Third-Party Data Is Not the Holy Grail

Third-party data doesn’t have the insights operators need to build a brand on loyal, high-value customers. First-party data is the future, and Ocurate has the database to prove it. With in-depth behaviors and attitudes of 260 million Americans, our database helps brands predict and act on lifetime value. Here’s how we did it.

Tobias Konitzer

Third-Party Tracking Data Is Dead 

Third-party tracking data is dead. Long live first-party data. 

The recent years of big data have been built on tracking, either through online cookies or location data. Brands try to use information sourced by this tracking to make better business predictions, gain more customers, and build a strong, long-lasting customer base. 

There’s one snag: 

This is not the future of data. A bet that I am willing to take: In the next five years, firms that made their names on this tracking will disappear, partly due to regulatory shifts in favor of privacy. But the bigger issue is this: Most of the databases built on these traditional methods sacrifice breadth for depth, or vice versa.

Now it’s possible to develop databases that are broad in scope and deep in insight. We know because we’ve done it. It’s not a flashy technological breakthrough but the result of years of research, data science know-how, and some sophisticated tooling.

Here’s how we did it.

Given the background of PredictWise, the company I co-founded before Ocurate, the obvious place for us to start was voter rolls.

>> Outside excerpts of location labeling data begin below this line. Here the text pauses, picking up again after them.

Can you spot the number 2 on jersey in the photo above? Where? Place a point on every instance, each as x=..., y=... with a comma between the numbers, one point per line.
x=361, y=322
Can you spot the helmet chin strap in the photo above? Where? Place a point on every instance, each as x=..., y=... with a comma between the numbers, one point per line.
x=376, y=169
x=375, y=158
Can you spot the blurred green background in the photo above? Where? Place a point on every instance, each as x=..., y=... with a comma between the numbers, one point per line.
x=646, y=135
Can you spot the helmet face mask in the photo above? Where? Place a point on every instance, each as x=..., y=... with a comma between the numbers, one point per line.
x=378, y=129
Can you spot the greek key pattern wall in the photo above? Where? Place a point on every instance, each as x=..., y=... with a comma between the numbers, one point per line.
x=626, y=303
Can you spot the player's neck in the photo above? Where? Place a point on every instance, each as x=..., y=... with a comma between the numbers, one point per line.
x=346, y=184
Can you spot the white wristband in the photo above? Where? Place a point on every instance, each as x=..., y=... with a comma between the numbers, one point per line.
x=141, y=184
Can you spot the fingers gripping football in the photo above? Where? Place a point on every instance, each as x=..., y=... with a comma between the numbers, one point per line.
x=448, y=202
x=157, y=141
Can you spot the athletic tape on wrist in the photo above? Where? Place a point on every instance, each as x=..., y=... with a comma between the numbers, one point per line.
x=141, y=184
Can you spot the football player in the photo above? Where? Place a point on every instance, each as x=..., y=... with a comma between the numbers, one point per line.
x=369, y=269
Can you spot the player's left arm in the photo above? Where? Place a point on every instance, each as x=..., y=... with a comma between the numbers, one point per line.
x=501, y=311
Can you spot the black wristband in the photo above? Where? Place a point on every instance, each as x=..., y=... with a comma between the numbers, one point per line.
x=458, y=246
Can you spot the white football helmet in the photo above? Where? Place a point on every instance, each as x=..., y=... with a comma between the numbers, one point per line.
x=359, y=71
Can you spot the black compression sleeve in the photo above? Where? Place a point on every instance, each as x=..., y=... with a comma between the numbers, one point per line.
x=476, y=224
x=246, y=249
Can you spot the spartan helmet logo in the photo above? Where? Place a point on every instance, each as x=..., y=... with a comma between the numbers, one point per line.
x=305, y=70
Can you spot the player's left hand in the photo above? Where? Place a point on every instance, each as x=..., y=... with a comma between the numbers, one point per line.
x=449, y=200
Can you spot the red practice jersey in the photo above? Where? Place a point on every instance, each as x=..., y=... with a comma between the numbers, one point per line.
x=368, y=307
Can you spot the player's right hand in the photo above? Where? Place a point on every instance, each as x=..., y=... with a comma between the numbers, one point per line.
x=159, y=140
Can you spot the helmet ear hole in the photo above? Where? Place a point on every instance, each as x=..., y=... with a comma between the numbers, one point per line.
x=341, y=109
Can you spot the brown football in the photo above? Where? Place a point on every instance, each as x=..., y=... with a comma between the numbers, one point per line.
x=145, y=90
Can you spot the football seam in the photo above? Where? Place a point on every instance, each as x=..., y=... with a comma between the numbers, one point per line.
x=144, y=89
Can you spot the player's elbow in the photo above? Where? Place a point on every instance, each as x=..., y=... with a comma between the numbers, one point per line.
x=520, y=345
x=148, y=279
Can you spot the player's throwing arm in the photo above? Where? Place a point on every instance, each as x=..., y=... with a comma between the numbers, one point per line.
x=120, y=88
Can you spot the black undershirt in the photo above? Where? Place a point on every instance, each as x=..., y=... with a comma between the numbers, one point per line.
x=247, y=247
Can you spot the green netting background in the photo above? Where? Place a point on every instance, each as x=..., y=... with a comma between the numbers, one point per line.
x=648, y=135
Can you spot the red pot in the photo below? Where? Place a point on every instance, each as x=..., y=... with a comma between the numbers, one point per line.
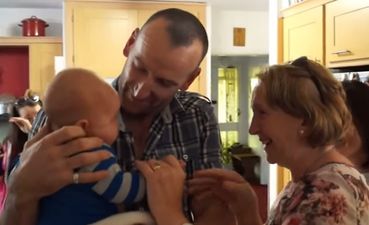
x=33, y=26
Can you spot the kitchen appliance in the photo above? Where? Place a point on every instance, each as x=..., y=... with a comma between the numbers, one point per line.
x=33, y=26
x=6, y=106
x=360, y=73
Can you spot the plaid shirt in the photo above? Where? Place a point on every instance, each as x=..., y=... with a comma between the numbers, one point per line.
x=186, y=128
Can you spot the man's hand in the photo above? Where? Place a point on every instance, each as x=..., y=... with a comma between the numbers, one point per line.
x=46, y=165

Voter registration data is public administration data in the U.S. and makes for a logical base to any broad consumer database. 

Then we pulled in data sources like credit files for the sole purpose of building a sophisticated identity resolution tool that accounts for duplicates and differentiates individuals with the same name, or individuals that have two addresses because of a recent move. Ultimately, this led to our creation of a database of 260 million Americans with narrow demographics.

Many in the data industry hear this and say, “Oh, demographics like address and gender? That’s pretty useless.” In fact, it’s the opposite: Narrow demographics like these provided the perfect foundation for Ocurate to build behavioral and attitudinal data features that make up a highly insightful database of consumer data.

For example, residential demographic data allows us to see that a man named Marshall has moved from a one-bedroom home to a two-bedroom home. From that, we can deduce with very high accuracy that Marshall got married (I wrote an influential academic paper around using voter records to analyze underpinnings of marriages in the U.S., summary here). 

We turned this logic into a feature engineering tool, building many of these ground truth insights on top of the initial data. In addition, looking at the census block data, we can pull a lot of other data on Marshall, like his income. We can also look into his behaviors, like when and how he commutes.

Insights like commuting behaviors come from public census data like the American Community Survey (ACS). The ACS provides insights into local socioeconomic situations and local behaviors. Our entire model is built around public administration data and first-party data. 

We collect first-party data directly from individuals themselves. We received survey data from 300,000 individuals who agreed to let us monitor their media consumption on their cellphones and other behaviors. They also shared with us their foundational attitudes about the world. 

This first-party information, which we gain through explicit individual consent, is extraordinarily rare in the data world, and also extraordinarily valuable. To be clear, it's entirely different from a notorious firm which harvested Facebook information from unknowing users. 

Working from other accurate deductions and behavioral data, we have built a machine learning model that extrapolates rich, precise insights on 260 million Americans — insights that constantly update to our cloud database so that our insights are always grounded in current truth. The power of this database was validated in the 2020 Election (seen here).

All this data taken together, in conjunction with customer data on product usage and purchases, allows us to predict with high certainty the lifetime value (LTV) of an individual customer at numerous brands, even at the lead level where such customer data is sparse.